2013: year in review

Looking back at the stories from the month of December

Week 49 – December 4

Stinky classroom alarms parents

Reports of potential mould in a classroom at 100 Mile House Elementary School led to investigations by School District #27 in early December 2013.

After hearing alleged reports of students wearing coats and hats in a classroom where windows were wide open, investigations found no mould, but confirmed a bad smell emanating from somewhere. Three heater ventilator units in the classroom were identified as potentially odorous, and were cleaned.

 

Recycling contract awarded

The Cariboo Regional District and District of 100 Mile House jointly awarded a contract to Central Cariboo Disposal on Nov. 28, 2013.

It will see the company pick up curbside garbage and recyclables at 108 Mile Ranch and 100 Mile House beginning May 2014.

The bid for which recycler will bale the tins, plastic, cardboard and paper was still up in the air, as that contract will be awarded by Multi Material BC.

 

Week 50 – December 11

Shopping spree winner spirited

Ginny Grant raced around Save-On-Foods early on Dec. 7 while throwing as many items as possible into a series of strategically placed shopping carts.

Cheered on by several South Cariboo Lioness Club members and staff, the local senior amazed everyone with her stamina and determination in her effort to gain up to $500 worth of free food, including $100 in meat value. Grant had won the five-minute shopping spree in the Lioness Club’s raffle.

 

Week 51 – December 18

Prosperity mine supporters rally

South Cariboo businessmen Len Doucette, Allan Roberts and Nick Christianson attended a Vancouver rally for New Prosperity Mine project on Dec. 10.

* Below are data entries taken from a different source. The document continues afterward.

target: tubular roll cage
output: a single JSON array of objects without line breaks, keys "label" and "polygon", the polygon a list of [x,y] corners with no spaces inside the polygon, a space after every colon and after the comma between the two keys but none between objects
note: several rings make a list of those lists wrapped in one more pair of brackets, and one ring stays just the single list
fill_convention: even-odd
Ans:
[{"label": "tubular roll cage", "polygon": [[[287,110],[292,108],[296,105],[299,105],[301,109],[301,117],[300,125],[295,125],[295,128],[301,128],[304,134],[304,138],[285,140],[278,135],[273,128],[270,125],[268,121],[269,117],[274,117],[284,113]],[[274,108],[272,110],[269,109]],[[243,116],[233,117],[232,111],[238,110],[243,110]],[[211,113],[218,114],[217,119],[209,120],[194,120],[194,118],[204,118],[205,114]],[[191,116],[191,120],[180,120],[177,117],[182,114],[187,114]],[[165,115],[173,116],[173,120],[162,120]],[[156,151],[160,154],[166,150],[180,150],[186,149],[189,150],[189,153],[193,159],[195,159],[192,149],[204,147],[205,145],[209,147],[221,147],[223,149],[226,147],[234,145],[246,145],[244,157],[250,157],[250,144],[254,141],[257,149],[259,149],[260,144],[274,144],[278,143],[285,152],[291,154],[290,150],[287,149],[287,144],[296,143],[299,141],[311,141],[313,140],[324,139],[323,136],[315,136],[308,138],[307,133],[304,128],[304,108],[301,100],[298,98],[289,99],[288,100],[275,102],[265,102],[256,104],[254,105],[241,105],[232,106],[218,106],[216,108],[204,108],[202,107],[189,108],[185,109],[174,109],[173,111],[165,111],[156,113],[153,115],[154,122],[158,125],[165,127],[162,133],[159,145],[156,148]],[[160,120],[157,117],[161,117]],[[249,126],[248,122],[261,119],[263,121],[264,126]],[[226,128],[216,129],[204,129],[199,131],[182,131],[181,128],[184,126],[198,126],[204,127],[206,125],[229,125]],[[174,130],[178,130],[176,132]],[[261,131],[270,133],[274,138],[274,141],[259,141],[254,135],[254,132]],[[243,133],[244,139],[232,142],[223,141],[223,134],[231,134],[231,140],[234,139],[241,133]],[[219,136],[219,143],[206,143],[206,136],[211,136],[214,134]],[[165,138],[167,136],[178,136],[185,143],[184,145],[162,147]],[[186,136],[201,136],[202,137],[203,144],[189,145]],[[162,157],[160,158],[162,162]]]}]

They joined business, political and mining association leaders and stakeholders to voice support for the mine.

B.C. Mines and Energy Minister Bill Bennett discussed the project with federal cabinet ministers on Dec. 12 before they, and Canada’s minister of environment, decide whether to approve it to move into permitting stages.

 

Door-to-door delivery axed

Kamloops-Thompson-Cariboo MP Cathy McLeod said Canada Post’s plan to terminate home mail delivery within the next five years was necessary due to ongoing losses at Canada Post.

Urban neighbourhoods will join rural residents in picking up mail at community mailboxes. She noted most people in her riding didn’t want increased taxes to subsidize this service.

The cost of a single stamp will also be hiked from $0.63 to $1 ($.85 each in a pack) as of March 31, 2014.

 

Week 52 – December 25

Land commission review

The Cariboo Regional District (CRD) took action to fend off potential ramifications of the province’s core review of the Agricultural Land Commission (ALC).

CRD chair Al Richmond said it would ask for further consultation on any proposed changes. The directors were concerned the core review could result in an arbitrary decision to protect infertile lands for agricultural purposes on a percentage basis, at the expense of land with better soil and climates.